Page 35 of The Best Laid Plans

I hid my grin as she whispered something I couldn’t understand.

Back at the carriage house, Charlotte tried to hand me a small bag after she unlocked the door.

I didn’t take it right away. “What’s that?”

She sighed. “Not an explosive device, I can tell you that.”

“Wouldn’t put it past you at this point.”

“It’s a key, Burke. Calm down.” She tossed the bag at my chest, and I caught it. “Went to the hardware store to make an extra in case you ever get back here and I’m gone.”

The sun was streaming through the large west windows when I followed her inside. I still felt just a bit like I didn’t know what to do with myself when I walked into the carriage house.

“Aren’t you always here?” I asked. I hardly ever saw her leave, unless she went to her aunt’s house down the road.

“Sure feels like it. But since I have no idea how often you plan to be here, I’m just trying to make you feel at home.”

I snorted.Unlikely.

I wasn’t sure I’d felt like that anywhere I’d ever lived.

She had her established routine. Keys went into a small ceramic bowl on a small console table next to the door that led into the kitchen. Then she’d kick her shoes off and toss her purse onto her bed.

My bedroom—the yellow room, as she’d called it—wasn’t as big as hers, but it worked for me. A twin-size bed was tucked into the corner just underneath a big window with ornate white trim. A solidly built dresser, something desperately in need of a new paint job, was set at an angle opposite the bed.

My feet hung off the end of the mattress but not enough to bother me. And because I knew she was waiting for me to complain about it, I’d never say a word.

Charlotte disappeared into the bathroom, and after I set my shoes in a neat line just inside my bedroom, my phone buzzed with a text from my sister.

Tansy:This one just went on the market. What do you think?

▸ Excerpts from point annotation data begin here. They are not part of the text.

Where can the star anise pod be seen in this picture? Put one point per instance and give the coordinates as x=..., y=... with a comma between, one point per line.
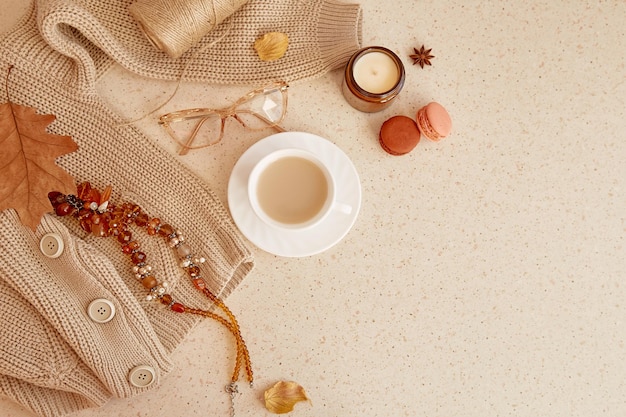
x=421, y=56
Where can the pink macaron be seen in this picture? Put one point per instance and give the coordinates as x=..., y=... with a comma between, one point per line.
x=434, y=121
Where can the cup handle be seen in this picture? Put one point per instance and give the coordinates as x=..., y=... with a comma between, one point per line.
x=342, y=207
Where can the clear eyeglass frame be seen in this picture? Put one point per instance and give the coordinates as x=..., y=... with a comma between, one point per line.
x=243, y=110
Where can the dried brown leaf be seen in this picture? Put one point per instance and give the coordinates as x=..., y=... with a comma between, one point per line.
x=271, y=46
x=283, y=396
x=27, y=168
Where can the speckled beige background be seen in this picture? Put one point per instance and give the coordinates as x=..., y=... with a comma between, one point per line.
x=485, y=273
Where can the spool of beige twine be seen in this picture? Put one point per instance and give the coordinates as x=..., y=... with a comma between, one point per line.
x=174, y=26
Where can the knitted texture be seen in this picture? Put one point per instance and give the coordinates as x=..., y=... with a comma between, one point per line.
x=323, y=35
x=53, y=359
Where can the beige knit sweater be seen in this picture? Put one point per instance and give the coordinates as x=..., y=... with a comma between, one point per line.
x=54, y=359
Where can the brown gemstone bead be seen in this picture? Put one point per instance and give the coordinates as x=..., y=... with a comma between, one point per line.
x=138, y=258
x=178, y=307
x=56, y=198
x=166, y=299
x=149, y=282
x=99, y=229
x=83, y=190
x=85, y=224
x=166, y=230
x=183, y=250
x=130, y=247
x=141, y=219
x=64, y=209
x=199, y=283
x=153, y=226
x=124, y=236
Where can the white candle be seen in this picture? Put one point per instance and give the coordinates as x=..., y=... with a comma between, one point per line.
x=376, y=72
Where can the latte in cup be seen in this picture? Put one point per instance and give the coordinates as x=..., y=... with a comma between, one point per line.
x=291, y=188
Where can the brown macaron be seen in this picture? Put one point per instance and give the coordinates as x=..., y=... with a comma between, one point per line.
x=399, y=135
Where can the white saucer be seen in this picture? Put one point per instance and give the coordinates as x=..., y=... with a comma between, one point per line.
x=295, y=243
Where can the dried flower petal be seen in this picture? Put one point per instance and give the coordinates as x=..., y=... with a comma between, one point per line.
x=282, y=397
x=271, y=46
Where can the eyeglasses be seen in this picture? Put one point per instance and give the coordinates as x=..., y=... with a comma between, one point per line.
x=199, y=128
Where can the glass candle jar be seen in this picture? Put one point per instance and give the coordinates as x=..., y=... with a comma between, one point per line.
x=374, y=76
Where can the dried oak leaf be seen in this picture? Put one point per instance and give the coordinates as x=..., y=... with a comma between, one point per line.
x=28, y=171
x=283, y=396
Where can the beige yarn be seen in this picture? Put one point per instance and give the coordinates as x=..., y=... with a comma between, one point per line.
x=323, y=35
x=174, y=26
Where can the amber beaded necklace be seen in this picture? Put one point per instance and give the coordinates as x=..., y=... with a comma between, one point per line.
x=96, y=215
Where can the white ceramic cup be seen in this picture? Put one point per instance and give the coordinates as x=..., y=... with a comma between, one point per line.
x=292, y=189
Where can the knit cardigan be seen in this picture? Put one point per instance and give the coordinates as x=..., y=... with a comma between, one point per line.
x=54, y=359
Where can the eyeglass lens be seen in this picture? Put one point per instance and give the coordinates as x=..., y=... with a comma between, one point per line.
x=259, y=112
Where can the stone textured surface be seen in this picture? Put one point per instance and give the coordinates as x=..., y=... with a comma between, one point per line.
x=484, y=275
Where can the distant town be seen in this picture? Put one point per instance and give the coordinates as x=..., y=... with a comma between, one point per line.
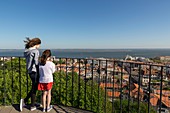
x=114, y=76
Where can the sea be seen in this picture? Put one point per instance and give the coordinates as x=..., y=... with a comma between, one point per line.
x=94, y=53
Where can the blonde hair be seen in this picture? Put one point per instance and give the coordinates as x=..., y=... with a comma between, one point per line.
x=31, y=42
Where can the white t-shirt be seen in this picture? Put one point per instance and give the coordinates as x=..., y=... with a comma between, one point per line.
x=46, y=72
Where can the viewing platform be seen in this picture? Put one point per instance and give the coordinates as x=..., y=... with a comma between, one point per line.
x=56, y=109
x=90, y=86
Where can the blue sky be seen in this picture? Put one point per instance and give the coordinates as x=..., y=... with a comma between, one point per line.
x=96, y=24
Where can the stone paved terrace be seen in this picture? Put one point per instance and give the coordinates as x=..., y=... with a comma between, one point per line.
x=56, y=109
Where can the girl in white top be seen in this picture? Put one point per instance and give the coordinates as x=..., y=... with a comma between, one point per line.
x=46, y=70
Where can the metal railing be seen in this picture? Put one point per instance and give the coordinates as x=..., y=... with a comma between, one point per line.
x=98, y=85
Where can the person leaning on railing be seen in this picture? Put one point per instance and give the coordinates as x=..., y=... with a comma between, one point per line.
x=32, y=54
x=46, y=69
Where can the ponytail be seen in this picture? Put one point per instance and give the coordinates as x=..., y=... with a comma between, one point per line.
x=45, y=55
x=31, y=42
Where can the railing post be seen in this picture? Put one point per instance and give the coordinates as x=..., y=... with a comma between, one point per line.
x=12, y=81
x=113, y=90
x=139, y=88
x=121, y=87
x=66, y=82
x=92, y=86
x=4, y=95
x=60, y=82
x=98, y=108
x=72, y=80
x=150, y=68
x=85, y=83
x=129, y=98
x=79, y=85
x=160, y=102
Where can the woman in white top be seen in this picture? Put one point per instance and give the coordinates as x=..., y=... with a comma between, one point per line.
x=46, y=70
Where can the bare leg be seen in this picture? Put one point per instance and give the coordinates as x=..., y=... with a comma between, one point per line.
x=44, y=99
x=48, y=98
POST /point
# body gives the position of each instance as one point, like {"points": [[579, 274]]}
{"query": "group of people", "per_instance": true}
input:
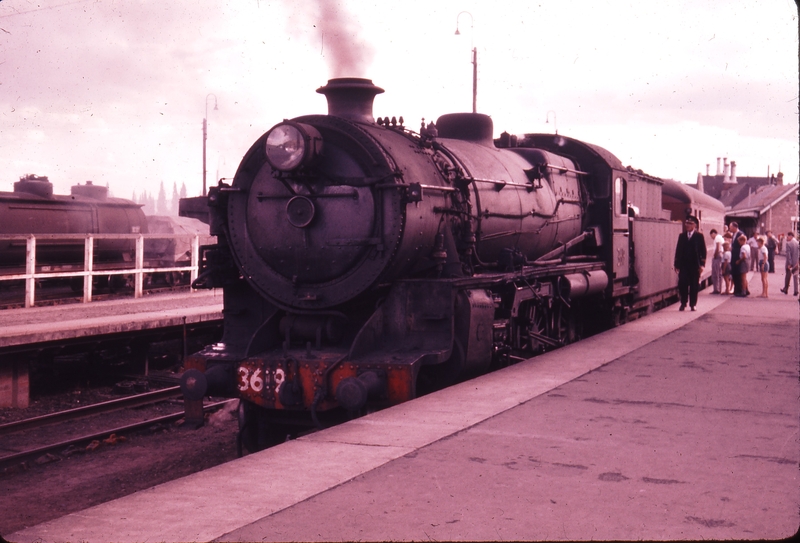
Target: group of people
{"points": [[733, 257]]}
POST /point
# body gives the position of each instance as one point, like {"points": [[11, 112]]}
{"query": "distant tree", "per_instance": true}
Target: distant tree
{"points": [[161, 203], [175, 199]]}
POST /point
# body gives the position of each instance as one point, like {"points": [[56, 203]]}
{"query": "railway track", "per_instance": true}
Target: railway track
{"points": [[105, 432]]}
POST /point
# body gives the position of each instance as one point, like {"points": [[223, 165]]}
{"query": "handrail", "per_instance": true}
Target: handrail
{"points": [[138, 269]]}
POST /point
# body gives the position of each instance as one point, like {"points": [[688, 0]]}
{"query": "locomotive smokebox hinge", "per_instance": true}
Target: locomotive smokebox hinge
{"points": [[414, 192], [535, 176]]}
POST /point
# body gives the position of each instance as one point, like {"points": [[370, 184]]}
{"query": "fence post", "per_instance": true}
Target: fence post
{"points": [[195, 260], [88, 267], [139, 275], [30, 269]]}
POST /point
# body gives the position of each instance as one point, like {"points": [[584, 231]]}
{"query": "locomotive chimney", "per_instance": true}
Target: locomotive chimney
{"points": [[351, 98]]}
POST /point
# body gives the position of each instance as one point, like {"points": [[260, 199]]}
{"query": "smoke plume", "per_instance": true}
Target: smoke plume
{"points": [[339, 36]]}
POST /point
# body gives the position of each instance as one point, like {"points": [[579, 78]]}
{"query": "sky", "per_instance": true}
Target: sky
{"points": [[115, 91]]}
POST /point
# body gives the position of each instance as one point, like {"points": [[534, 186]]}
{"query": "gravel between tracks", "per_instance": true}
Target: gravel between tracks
{"points": [[55, 485]]}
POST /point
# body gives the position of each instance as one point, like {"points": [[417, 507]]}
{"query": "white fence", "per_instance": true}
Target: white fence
{"points": [[89, 270]]}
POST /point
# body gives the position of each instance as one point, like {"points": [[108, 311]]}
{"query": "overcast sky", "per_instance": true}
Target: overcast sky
{"points": [[115, 91]]}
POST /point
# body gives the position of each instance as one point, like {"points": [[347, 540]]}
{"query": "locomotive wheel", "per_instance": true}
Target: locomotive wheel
{"points": [[256, 433], [563, 325], [537, 328]]}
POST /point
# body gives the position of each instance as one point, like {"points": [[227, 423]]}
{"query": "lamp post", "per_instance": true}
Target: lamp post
{"points": [[205, 136], [555, 120], [474, 59]]}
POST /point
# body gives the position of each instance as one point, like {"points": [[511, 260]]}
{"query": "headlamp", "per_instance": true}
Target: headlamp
{"points": [[291, 145]]}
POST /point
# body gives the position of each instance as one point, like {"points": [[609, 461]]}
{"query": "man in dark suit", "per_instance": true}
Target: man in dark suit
{"points": [[736, 248], [690, 259]]}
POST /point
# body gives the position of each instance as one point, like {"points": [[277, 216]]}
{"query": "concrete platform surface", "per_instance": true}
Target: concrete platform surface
{"points": [[681, 425]]}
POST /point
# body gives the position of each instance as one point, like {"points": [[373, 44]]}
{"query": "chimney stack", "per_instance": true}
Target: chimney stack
{"points": [[350, 98]]}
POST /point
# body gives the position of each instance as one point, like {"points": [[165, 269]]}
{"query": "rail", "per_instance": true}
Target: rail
{"points": [[90, 268]]}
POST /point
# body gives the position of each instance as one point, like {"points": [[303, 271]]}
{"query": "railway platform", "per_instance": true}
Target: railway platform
{"points": [[60, 326], [680, 425]]}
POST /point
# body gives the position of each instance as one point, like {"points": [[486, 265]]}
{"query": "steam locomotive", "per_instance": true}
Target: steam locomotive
{"points": [[363, 263]]}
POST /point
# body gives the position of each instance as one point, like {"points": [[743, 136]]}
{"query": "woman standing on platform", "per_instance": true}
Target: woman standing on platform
{"points": [[763, 267], [743, 265]]}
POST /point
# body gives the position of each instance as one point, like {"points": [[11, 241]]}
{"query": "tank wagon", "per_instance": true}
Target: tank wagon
{"points": [[32, 208], [363, 263]]}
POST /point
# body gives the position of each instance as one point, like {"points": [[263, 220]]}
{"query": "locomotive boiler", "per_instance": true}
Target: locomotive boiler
{"points": [[364, 263]]}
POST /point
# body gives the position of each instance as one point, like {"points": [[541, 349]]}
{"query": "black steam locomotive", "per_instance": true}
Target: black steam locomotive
{"points": [[363, 263]]}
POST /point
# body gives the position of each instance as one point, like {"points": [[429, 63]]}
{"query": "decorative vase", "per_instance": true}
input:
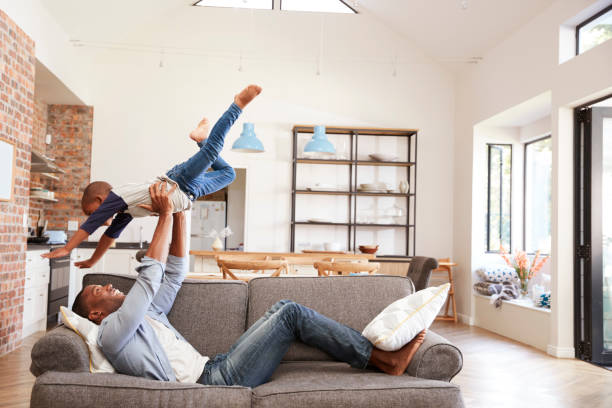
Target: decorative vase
{"points": [[524, 286], [217, 244]]}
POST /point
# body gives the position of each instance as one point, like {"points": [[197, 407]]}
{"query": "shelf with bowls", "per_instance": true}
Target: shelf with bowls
{"points": [[349, 141]]}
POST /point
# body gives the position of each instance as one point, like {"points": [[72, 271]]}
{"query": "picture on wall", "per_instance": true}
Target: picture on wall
{"points": [[7, 170]]}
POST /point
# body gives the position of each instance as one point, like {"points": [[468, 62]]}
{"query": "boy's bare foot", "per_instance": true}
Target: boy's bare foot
{"points": [[396, 362], [201, 132], [246, 95]]}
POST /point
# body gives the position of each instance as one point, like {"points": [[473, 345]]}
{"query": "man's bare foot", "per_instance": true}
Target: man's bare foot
{"points": [[201, 132], [246, 95], [396, 362]]}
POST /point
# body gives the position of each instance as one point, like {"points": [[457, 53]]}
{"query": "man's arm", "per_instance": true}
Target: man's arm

With a sigh, I clicked on the link she’d sent. It was ... fine. Three bedrooms. Two bathrooms. Ocean view.

I thought about my blank-walled house in Dallas, a cookie-cutter version of all the homes in my neighborhood. This one gave me those same vibes—probably one of two dozen identical homes surrounding it, and the house number was the only way you could tell it apart.

Me:Neighbors are too close. I think I want something with more privacy.

Tansy responded with a thumbs-up emoji. When I set my phone down, I kept thinking about what I’d seen in that falling-apart book. I didn’t dare voice out loud what I was thinking, at least not yet.

Charlotte was still in the bathroom when I walked out into the kitchen, glancing around at the piles of her stuff she had set against the wall behind the couch. The rolled-up construction plans for the main house were tucked in the corner next to the low table that held the TV. With a quick gander at the bathroom, I tugged them out from behind her bags of samples and quietly closed the door behind me when I left the carriage house.

I’d never been inside the Campbell House by myself, and something about the hushed quiet had goose bumps prickling along the tops of my arms.

I wished I had a record somewhere of what Chris had told me when we stood outside the house. How he felt about the house and why.

What memories he’d made there.

What future he wanted to create inside the walls of this place. But it hadn’t seemed important back then.

Wasn’t that always the way it was after you lost someone?

Everything they’d said and everything they’d done was permanently highlighted in your mind. But the worst part was that you couldn’t force those memories to the surface. Not the details, at least.

You couldn’t call them and ask what they’d said. Send a text to help your recall.

The memories were mine, and mine alone, now. And I fucking hated that too.

I stared at the entryway, the holes in the plaster, the damage to the floors, and for the first time during this entire thing, I wished I knew what it had looked like before.